Irritava-se, no início, com a inatividade tamanha e com os monólogos incomunicantes. Sofria os minutos vazios, as horas de compacto silencia. Então brigava, cortava com violência os liames de Rodolfo com sua interioridade inacessível, arrastava-o para a superfície do acontecer, tudo na esperança de que aquilo não passasse de algum contratempo. Tentou alterar-lhe os hábitos, vestiu-se como se vestiam as meninas na idade da conquista, leu, informou-se, consultou conselheiros de revistas mensais, invocou, voltou a brigar sem outro resultado que o distanciamento cada vez
maior. Percebeu a tempo que a prática de provocar Rodolfo desencaminhava suas relações para o impasse. Por isso, e depois de muito exercício, atingiu também aquela espécie de nirvana. Tornava-se melancólica, impacientava-se com o transcorrer dos dias perdidos.

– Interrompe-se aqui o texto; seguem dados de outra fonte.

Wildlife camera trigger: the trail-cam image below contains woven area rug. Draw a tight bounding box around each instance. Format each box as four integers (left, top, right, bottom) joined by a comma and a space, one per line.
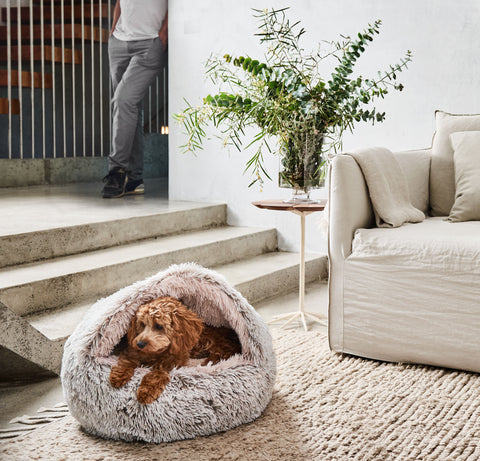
0, 329, 480, 461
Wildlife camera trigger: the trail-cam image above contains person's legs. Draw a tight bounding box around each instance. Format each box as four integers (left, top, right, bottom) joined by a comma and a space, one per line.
109, 39, 163, 174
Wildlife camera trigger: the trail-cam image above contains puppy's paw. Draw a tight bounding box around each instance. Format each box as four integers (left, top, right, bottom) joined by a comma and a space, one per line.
110, 366, 133, 387
137, 385, 165, 405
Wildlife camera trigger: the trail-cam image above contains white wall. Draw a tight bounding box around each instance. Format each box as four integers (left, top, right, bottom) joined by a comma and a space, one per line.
169, 0, 480, 253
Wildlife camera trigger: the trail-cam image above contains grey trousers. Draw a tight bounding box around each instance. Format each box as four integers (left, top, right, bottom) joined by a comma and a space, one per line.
108, 36, 165, 180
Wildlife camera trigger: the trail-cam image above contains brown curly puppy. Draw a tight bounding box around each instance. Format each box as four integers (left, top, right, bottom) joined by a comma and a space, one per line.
110, 297, 241, 404
110, 297, 203, 404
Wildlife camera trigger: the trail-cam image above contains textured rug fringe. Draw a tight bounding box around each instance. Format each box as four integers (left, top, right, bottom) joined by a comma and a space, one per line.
0, 402, 68, 440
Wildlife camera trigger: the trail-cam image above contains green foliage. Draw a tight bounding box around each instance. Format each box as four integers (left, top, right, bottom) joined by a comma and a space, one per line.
175, 8, 411, 185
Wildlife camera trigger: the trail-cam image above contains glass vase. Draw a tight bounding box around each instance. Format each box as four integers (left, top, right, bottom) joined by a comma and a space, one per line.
279, 129, 326, 203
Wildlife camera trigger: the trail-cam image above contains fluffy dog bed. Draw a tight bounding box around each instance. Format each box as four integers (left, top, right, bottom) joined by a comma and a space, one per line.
61, 264, 276, 443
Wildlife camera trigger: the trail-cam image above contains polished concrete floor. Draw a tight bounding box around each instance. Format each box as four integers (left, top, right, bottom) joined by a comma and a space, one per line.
0, 282, 328, 430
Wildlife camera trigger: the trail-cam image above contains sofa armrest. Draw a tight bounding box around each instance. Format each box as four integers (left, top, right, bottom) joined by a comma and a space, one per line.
328, 155, 375, 262
329, 149, 430, 258
328, 149, 430, 352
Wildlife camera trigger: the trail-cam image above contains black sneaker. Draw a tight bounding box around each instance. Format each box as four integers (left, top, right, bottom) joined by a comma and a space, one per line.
102, 167, 127, 198
125, 179, 145, 195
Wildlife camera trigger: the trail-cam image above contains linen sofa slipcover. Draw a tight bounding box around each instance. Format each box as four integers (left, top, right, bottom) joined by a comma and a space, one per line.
329, 112, 480, 372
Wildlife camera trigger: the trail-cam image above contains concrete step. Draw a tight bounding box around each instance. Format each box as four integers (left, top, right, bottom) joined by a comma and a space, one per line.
24, 248, 326, 344
0, 200, 227, 268
0, 226, 277, 316
18, 248, 327, 373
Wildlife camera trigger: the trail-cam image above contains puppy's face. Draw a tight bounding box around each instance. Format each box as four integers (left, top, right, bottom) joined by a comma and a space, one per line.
128, 298, 179, 354
127, 296, 203, 355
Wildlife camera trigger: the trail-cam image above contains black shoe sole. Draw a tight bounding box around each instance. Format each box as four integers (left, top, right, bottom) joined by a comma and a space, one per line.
102, 192, 125, 198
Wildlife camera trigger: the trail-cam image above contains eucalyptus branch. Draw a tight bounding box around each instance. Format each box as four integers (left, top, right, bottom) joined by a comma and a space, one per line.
175, 8, 411, 184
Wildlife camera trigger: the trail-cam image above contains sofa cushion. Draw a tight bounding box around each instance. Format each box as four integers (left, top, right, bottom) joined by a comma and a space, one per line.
448, 131, 480, 222
349, 217, 480, 274
430, 111, 480, 216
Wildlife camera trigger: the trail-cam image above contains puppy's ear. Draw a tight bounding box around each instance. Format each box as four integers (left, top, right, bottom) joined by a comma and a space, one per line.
170, 307, 203, 354
127, 315, 138, 344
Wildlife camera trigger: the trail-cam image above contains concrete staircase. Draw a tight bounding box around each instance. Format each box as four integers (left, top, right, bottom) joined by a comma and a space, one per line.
0, 187, 327, 381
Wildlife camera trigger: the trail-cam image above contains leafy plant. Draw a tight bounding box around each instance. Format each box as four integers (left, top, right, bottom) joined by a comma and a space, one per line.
175, 8, 411, 187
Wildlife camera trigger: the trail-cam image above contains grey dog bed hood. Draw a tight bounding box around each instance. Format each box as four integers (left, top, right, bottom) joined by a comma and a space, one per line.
61, 263, 276, 443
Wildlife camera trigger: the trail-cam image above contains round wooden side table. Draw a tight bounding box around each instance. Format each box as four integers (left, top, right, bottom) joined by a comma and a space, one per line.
252, 200, 327, 331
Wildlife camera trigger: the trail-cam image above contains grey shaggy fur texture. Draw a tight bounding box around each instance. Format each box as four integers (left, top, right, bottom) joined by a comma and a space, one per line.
61, 263, 276, 443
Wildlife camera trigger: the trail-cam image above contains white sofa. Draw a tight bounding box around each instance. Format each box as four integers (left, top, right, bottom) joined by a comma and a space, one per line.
329, 112, 480, 372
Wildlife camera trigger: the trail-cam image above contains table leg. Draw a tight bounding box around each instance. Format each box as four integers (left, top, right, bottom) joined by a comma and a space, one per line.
268, 211, 327, 331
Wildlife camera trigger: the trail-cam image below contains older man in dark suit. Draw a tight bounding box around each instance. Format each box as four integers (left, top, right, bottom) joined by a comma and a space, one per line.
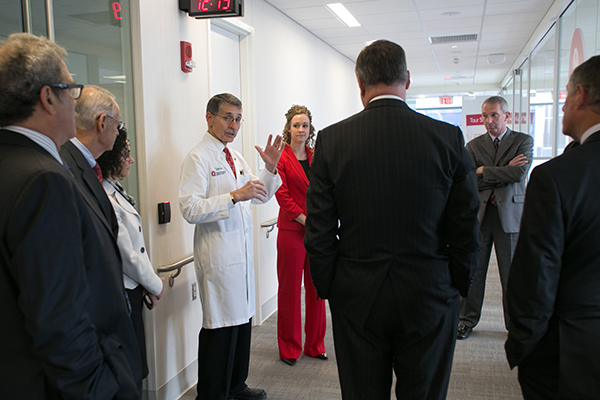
456, 96, 533, 339
506, 56, 600, 400
0, 34, 141, 400
305, 40, 479, 400
60, 85, 124, 237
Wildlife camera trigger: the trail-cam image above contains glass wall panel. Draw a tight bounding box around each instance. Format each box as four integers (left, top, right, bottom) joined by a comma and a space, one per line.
556, 0, 600, 154
0, 0, 23, 40
529, 25, 556, 159
417, 108, 462, 128
0, 0, 138, 197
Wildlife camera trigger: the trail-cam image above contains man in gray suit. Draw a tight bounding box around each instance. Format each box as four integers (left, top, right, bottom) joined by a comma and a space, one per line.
60, 85, 125, 238
505, 56, 600, 400
456, 96, 533, 339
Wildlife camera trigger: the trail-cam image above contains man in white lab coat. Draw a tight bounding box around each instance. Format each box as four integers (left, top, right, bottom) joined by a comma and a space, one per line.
179, 93, 285, 400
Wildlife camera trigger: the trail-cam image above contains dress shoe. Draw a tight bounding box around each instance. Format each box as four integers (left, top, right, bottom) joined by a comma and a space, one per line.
456, 325, 473, 340
229, 386, 267, 400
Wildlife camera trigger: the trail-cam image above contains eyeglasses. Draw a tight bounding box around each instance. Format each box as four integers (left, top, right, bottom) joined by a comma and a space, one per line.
217, 115, 244, 125
48, 83, 83, 100
98, 114, 125, 130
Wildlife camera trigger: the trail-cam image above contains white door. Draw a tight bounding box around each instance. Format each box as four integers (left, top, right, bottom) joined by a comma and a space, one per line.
209, 24, 241, 158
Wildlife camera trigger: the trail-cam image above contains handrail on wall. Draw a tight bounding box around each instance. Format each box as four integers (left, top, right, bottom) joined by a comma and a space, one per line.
156, 256, 194, 287
156, 218, 277, 287
260, 218, 277, 239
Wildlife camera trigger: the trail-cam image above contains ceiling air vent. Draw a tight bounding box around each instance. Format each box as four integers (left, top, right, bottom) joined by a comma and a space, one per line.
429, 33, 477, 44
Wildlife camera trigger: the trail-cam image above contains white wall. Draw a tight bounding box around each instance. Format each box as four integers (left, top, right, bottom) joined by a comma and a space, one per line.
131, 0, 362, 399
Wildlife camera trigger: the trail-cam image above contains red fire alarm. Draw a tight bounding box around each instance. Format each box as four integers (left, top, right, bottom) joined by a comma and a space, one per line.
180, 41, 196, 73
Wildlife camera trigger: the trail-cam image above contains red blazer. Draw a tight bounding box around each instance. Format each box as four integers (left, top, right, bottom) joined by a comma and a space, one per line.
275, 146, 313, 231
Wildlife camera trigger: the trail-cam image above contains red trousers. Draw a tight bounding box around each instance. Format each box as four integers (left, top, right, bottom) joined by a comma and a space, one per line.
277, 229, 326, 359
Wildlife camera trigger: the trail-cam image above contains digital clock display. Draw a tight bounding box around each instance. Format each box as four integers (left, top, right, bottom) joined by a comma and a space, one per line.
179, 0, 244, 18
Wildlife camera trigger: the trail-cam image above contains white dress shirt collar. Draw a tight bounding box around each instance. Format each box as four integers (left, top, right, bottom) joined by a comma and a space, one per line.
488, 128, 508, 142
579, 124, 600, 144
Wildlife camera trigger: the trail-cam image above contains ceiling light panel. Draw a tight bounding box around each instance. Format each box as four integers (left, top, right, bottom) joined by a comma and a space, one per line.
429, 33, 477, 44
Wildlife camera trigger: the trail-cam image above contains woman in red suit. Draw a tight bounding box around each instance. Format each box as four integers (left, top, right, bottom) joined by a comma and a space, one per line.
275, 105, 327, 365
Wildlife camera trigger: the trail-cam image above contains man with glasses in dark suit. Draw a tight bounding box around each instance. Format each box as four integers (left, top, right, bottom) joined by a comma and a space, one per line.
0, 34, 141, 400
505, 56, 600, 400
305, 40, 479, 400
60, 85, 125, 237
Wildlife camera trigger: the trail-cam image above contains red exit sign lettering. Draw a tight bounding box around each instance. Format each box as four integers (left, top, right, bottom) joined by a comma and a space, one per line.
467, 114, 483, 126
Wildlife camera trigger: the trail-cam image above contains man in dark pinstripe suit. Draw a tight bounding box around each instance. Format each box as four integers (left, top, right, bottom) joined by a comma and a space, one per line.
305, 40, 479, 400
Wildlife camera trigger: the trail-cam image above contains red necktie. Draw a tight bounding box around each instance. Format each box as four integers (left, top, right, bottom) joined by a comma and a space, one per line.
92, 163, 102, 183
490, 138, 500, 205
223, 147, 237, 179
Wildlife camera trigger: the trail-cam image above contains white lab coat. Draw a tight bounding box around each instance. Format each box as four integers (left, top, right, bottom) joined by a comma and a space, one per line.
179, 133, 281, 329
102, 179, 163, 296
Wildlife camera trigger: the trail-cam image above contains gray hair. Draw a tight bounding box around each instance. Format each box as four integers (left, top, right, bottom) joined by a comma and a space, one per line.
75, 85, 117, 131
354, 40, 408, 87
481, 96, 509, 114
0, 33, 67, 126
206, 93, 242, 115
567, 56, 600, 114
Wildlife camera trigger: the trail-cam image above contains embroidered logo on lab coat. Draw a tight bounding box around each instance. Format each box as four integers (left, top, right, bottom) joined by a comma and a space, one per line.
210, 167, 225, 177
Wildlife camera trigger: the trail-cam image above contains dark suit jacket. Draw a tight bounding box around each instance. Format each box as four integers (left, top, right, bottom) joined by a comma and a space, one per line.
506, 132, 600, 399
305, 99, 479, 332
275, 146, 313, 231
467, 129, 533, 233
0, 130, 141, 400
60, 141, 119, 238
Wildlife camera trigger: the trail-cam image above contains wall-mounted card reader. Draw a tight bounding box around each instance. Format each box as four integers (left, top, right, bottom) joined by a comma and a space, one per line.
158, 201, 171, 224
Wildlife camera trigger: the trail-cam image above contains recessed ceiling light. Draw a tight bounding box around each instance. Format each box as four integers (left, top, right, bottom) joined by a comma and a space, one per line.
102, 75, 126, 81
327, 3, 360, 28
488, 53, 506, 64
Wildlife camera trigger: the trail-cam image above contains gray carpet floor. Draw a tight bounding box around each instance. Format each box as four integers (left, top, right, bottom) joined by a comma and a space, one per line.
181, 258, 523, 400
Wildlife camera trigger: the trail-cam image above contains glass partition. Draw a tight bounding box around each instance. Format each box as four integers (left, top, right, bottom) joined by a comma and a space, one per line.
529, 25, 556, 160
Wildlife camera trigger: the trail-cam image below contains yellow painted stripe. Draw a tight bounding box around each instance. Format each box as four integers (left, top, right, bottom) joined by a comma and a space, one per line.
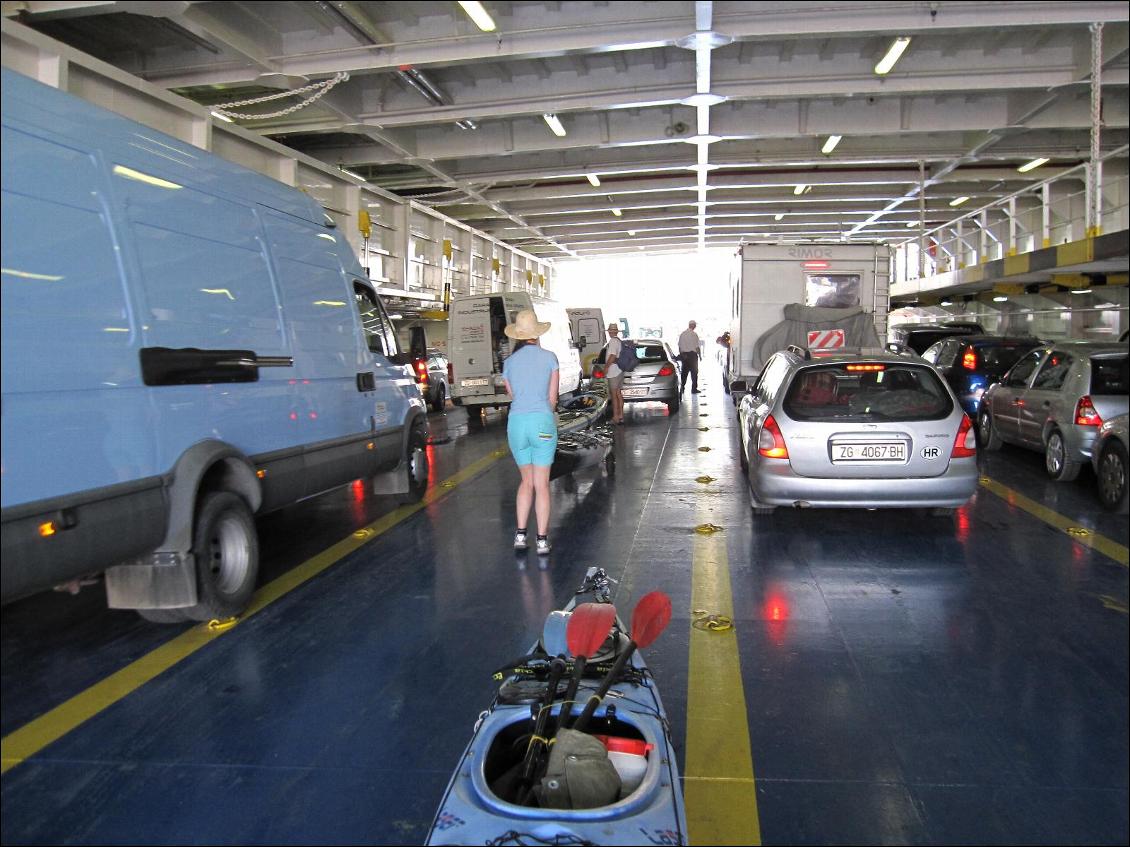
684, 515, 762, 845
981, 477, 1130, 567
0, 449, 506, 774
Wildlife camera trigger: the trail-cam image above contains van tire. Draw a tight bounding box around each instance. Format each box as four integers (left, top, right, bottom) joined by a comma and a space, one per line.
183, 491, 259, 620
432, 383, 447, 412
401, 424, 432, 503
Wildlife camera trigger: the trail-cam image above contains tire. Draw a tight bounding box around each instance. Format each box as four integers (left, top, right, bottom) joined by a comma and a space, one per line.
1044, 428, 1083, 482
400, 424, 432, 503
432, 383, 447, 412
183, 491, 259, 620
1097, 438, 1127, 515
977, 405, 1001, 451
137, 609, 190, 623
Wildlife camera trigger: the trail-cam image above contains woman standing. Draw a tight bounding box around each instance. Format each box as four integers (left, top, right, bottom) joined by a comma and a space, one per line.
502, 308, 560, 556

Há mais de duas horas Rodolfo olhava para as mãos espalmadas sobre a mesa. De repente levantou a cabeça e olhou-a nos olhos.

− Sabe – disse ele simplesmente – estou doido pra tomar um cafezinho.

Cacilda estremeceu. Estava justamente a pensar que dali a pouco teria de sair sob o chuvisqueiro para comprar alguns gêneros que lhe estavam faltando. A voz de Rodolfo em clara concreção soara-lhe como punção aguda penetrando por fissuras de seu pensamento.

− Mas ...

O que era mesmo que precisava dizer? As mãos soltas no regaço reagiram à momentânea crispação e quedaram-se novamente a descansar, esquecidas dos tempos em que eram hábeis e capazes de mil realizações. Mas teria, então, em verdade, alguma coisa a dizer? Rodolfo continuava de olhos fixos nos seus, e eram dois olhos azuis que aguardavam, e era-lhe difícil agora saber exatamente o que, num reduzido instante, parecera-lhe forçoso dizer.

− É que me deu vontade de fumar um cigarro, sabe.

De nítido, apenas o desconforto da ideia inconclusa e da inutilidade das palavras.

− Pois é, mas não tem pó de café em casa.

O sorriso de Rodolfo transpareceu tão-somente no brilho dos olhos, que se tornaram mais claros.

− Não faz mal. Eu posso muito bem deixar o cigarro para outra hora.

Encolheu os braços, recolheu as mãos.

− Se você quiser...

− Não, não, nem pense mais nisso.

Rodolfo fixou-se então nas flores verdes da toalha branca, enquanto, pelo vão da porta, Cacilda podia ver os pintos do chuvisqueiro que encrespavam o cimento do quintal. E o chuvisqueiro por certo não passaria antes que se acabasse o mundo.